Suck balls? Is that some American swear words? Also, his taste in women was questionable. Adrianne thought.
"Reinhard was there as a vapid contrast to the serious and mostly chaste love interests of Garnet. He was a bad caricature of a nobleman, and I honestly wonder how in-game Reinhard could get away with his stunts."
"Well, the actual Reinhard didn't..." Reinhard sighed. "And here we are."
Adrianne realized how blunt she had sounded before, but it wasn't really worthy of an apology.
"Did you... resent them? Your kidnappers, I mean," Adrianne hesitantly asked him. It was an awkward change of subject after the humorous exchange they'd just had.
"I'm honestly conflicted. On the one hand, those bastards went overboard. On the other hand, the old Reinhard should have seen it coming. He made more enemies every time he bedded a woman without commitment."
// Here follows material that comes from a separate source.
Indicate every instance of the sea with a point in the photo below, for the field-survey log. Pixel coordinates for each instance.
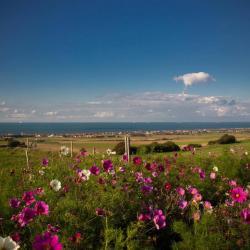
(97, 127)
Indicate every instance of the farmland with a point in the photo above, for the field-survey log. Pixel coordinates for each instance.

Adrianne couldn't agree more.
Even among the respected nobles, not everyone could remain celibate. However, sleeping around was contemptible behavior.
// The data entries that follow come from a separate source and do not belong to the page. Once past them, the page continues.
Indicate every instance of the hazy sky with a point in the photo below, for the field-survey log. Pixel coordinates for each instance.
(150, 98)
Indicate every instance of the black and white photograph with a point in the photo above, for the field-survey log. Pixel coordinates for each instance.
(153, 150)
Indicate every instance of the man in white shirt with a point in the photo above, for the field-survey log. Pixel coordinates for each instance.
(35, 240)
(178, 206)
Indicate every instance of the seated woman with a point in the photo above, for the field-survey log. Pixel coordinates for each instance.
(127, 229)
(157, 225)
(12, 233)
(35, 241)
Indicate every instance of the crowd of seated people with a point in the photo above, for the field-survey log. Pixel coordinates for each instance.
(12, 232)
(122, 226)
"Without their actions, I might have ended up like Kuro, a mere fragment of a soul and pile of old memories in someone else's body." Reinhard shook his head. "I'm well aware how selfish that sounds... That's why I'm determined to live as Reinhard Kingston, a proper nobleman. The old me died on Earth, and I have no intention of pretending otherwise."
There was a moment's hesitation.
"Of course, I did exact my revenge," Reinhard said. "But I did it through legal means, with no hard feelings involved."
That explains why he stopped throwing himself at anything with a skirt. Adrianne could honestly respect that.
"You're a good man, Kazuya!" Adrianne told him earnestly. "And I pray for success in your endeavor."
"Likewise, my dear Lady Villainess." Reinhard winked. "Don't call me that name in public, though!"